Recent progress in a field called quantum information theory provided a mathematical construction in which entropy grows.
What we did was formulate how these beautiful abstract mathematical theories could be connected to our crude reality.
Valerii Vinokur, Distinguished Fellow, Argonne National Laboratory
The researchers used the quantum information theory, which is based on abstract mathematical systems, and applied it to condensed matter physics, a well-researched field with several established experiments and laws.
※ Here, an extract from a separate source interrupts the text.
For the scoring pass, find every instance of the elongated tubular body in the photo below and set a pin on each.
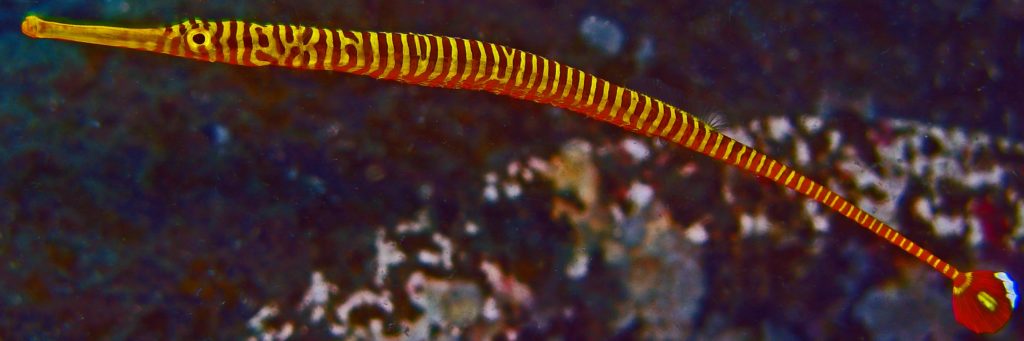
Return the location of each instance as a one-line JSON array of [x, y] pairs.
[[466, 64]]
"This allowed us to formulate the quantum H-theorem as it related to things that could be physically observed," said Ivan Sadovskyy, a joint appointee with Argonne's Materials Science Division and the Computation Institute and another author on the paper. "It establishes a connection between well-documented quantum physics processes and the theoretical quantum channels that make up quantum information theory."
The research predicts certain conditions under which the H-theorem could be broken and entropy - in the short term - might actually reduce.
In the year 1867, physicist James Clerk Maxwell had already reported a hypothetical way to break the Second Law: if a small theoretical being sat at the door between the cold and hot rooms and only let through particles moving at a specific speed. This theoretical imp is referred to as "Maxwell's demon."
Although the violation is only on the local scale, the implications are far-reaching. This provides us a platform for the practical realization of a quantum Maxwell's demon, which could make possible a local quantum perpetual motion machine.
Valerii Vinokur, Distinguished Fellow, Argonne National Laboratory
For instance, he stated, the principle could be incorporated into a "refrigerator" which could be cooled remotely - that is, the energy utilized to cool it could occur anywhere.
The researchers are hoping to work with a team of experimentalists to devise a proof-of-concept system.
The research paper, "H-theorem in quantum physics," was published September 12 in Nature Scientific Reports. Other authors on the study were G.B. Lesovik of Russia's L.D. Landau Institute for Theoretical Physics and Switzerland's Theoretische Physik; A.V. Lebedev of Theoretische Physik; and M.V. Suslov of the Moscow Institute of Physics and Technology.
The research was supported by the U.S. Department of Energy's Office of Science, the Swiss National Foundation, the Pauli Center for Theoretical Studies at ETH Zurich and the Russian Foundation for Basic Research.